Attualmente le attivissime realtà associazionistiche locali, per lo più composte da pazienti e privati sostenitori, perseverano nella propria campagna di sensibilizzazione (purtroppo ancora molto ideologica) verso il Governo Italiano. Lo scorso 30 giugno una delegazione di pazienti in cura con cannabis terapeutica ha manifestato il proprio dissenso di fronte alle sedi del Ministero della Salute, denunciando la carenza di preparati rispetto al reale fabbisogno terapeutico nazionale e rimarcando la disponibilità a una apertura alla coltivazione. Consentire la produzione di quantitativi tali da soddisfare la richiesta nazionale e, addirittura, poter esportare in tutto mondo, riuscirebbe infatti a portare un vero e proprio beneficio, come già detto e ribadito, anche per l’economia e l’occupazione (da mettere in evidenza l’iniziativa della Regione Sicilia che ha autorizzato l’avvio di progetti per la produzione e la fornitura di Cannabis Terapeutica in convenzione con le imprese presenti sul proprio territorio). 

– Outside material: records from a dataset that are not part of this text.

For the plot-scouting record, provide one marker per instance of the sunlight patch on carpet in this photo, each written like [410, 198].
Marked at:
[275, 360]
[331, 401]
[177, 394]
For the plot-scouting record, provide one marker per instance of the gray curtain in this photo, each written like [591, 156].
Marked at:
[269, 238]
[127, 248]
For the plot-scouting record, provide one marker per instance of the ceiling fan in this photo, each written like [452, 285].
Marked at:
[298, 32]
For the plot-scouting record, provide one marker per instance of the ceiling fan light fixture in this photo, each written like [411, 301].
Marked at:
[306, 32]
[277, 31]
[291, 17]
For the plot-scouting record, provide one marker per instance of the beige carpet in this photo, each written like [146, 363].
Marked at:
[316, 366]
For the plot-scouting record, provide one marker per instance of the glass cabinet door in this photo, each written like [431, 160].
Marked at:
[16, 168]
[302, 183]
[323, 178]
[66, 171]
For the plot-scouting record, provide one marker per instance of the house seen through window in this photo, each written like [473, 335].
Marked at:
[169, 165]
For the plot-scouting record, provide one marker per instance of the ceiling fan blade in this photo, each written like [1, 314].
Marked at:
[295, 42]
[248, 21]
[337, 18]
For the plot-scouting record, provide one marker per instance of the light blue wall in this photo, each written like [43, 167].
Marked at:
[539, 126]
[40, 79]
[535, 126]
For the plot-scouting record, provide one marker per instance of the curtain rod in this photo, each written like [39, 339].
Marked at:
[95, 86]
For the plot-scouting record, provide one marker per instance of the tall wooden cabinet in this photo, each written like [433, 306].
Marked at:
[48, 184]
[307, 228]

Una buona notizia: nel 2020 Coldiretti ha dichiarato che, nell’arco di 5 anni, i terreni coltivati sono aumentati di dieci volte: da 400 ettari nel 2013 a quasi 4mila nel 2018. Gli investimenti (giro affari di circa 40 mln di euro) sono stati effettuati in Piemonte, Veneto, Lombardia e Friuli Venezia Giulia, concentrandosi principalmente nelle regioni del sud Italia (Sicilia, Puglia, Basilicata e Sardegna) dato il clima e la posizione geografica nettamente favorevoli alla coltivazione di un prodotto come la Cannabis.